Yuvayı dişi arı mı yapar?
Bugün bilimsel bir gerçek olarak hayat bulan balın şifası, onun üreticileri üzerinde de bazı merakların giderilmesini gerekli kılmıştır. Şayet küçücük bir canlıdan, nasıl olurda insanlara şifa olan gıda çıkabilir? Bu aslında yaratıcının varlığına delil olacak kanıtların meydanlara çıkarılması adına yapılan çalışmalardır. Ben bala değil de, arının mucizevi hayatına kısaca değineceğim.
Kuran arının binlerce yıl öncesinden nasıl bal yaptığını açıklamıştır. Arıdan bahsederken müennes kelime kullanması, doğada gezerek çiçeklerden polen toplayan ve bunu bal yapan arının dişi olduğunu Nahl 68’de söylemektedir. Bilim de bunun doğrulayan bulgulara yer vermiştir. Bu durumda Kuran-ı Kerimin, o zamanki insanların araştırmalarıyla bilinemeyecek olan bu gerçeği söylemesi, onun ancak Allah tarafından gönderildiğinin sadece bir kanıtı.
Erkek arılar dişi arılara göre daha kalıplı ve gözleri büyük olurlar. Ancak bunlar, bal yapmak yerine ana arıyı döllemekle vazifelilerdir. Bu durum yaz sonunda bittiğinde, erkek arılar dişi arılar tarafından kovandan dışarıya atılır. Dişi arıların sayesinde beslenen erkek arılar ise, kısa zamanda kendilerine bakamadıklarından ölürler.
Kovan mücizeleri
Arıların kovaları, matematiksel bir mucize olarak karşımıza çıkar. Çünkü kendileri altıgen kovanlarla, en az malzemeyle en fazla birim alının kullanılacağı kovanı inşa ederler. Matematikçiler neden dikdörtgen veya beşgen değil de, altıgen yapıyorlar? Araştırmasının sonucunda, arılardan, en az malzemeyle en işlevsel kovanın altıgen ile mümkün olacağını öğrendiler. Dikdörtgen yapsalar veya üçgen yapsalar, yine birim alanı boşluk kalmayacak şekilde kullanabilirler. Ancak arılar nereden de biliyorlar ki, altıgenle bu iş yapıldığında, üçgenden ve dikdörtgenden daha az bal mumu kullanılacak?!
Bu durum karşısında şaşıran matematikçiler, altıgenden en iyi yapılabilecek açının 70 derece 32 dakika olduğunu anladılar. Ancak kendileri bu açıyı cetvel ve kalem ile çizmeye kalksalar, bu mümkün olamayacak kadar zor bir durum olur. Peki öyleyse, dişi arılar bu derece hassas bir altıgeni, binlerce arıyla beraber yapmaktalar ve ortada birleşen altıgen, muazzam bir açıyla noksansız olmakta.

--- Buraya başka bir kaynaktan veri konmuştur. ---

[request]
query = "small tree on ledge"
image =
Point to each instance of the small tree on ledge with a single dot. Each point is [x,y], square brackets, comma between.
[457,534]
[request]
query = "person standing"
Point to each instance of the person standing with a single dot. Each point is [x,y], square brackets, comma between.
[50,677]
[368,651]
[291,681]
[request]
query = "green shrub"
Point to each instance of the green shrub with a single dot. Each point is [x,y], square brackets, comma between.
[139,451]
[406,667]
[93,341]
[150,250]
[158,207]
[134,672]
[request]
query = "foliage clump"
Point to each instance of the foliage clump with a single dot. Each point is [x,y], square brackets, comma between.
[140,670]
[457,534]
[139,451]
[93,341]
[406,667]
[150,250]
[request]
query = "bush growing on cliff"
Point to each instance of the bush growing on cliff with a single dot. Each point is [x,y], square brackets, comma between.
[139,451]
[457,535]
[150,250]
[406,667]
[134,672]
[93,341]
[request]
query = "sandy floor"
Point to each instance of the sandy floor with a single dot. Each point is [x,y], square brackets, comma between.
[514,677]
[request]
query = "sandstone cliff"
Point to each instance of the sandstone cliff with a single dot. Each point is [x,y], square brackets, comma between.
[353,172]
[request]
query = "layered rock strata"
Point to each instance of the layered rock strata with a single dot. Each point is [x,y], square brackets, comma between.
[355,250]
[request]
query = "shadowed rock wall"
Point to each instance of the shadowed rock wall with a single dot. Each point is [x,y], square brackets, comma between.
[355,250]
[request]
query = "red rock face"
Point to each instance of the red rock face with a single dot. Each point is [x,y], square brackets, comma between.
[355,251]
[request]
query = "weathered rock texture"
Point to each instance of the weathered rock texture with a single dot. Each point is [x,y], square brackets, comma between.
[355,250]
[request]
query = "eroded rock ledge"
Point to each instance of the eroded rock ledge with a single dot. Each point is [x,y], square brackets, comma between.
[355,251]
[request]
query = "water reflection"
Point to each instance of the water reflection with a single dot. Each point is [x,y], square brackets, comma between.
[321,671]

Bu durum altı hafta yaşayan arıların Allah’ın ilmiyle ancak bu derece teoride ve pratikte hassas olunabilecek kovan ve bal yapma işini gerçekleştiriyorlar. Ancak yaratıcıyı inkar edenler bu durumu, içgüdü gibi bir isimlendirme ile kapatarak, asıl mahbubu görmemeyi tercih ediyorlar. Demem o ki, en zeki olan insan altı haftada kekeleyemezken bile, altı hafta yaşayan bu arıların nasıl bir içgüdüsü var ki, bizim de beslenmemiz için sebep olan ballarını, hassas bir terazide yapabiliyorlar?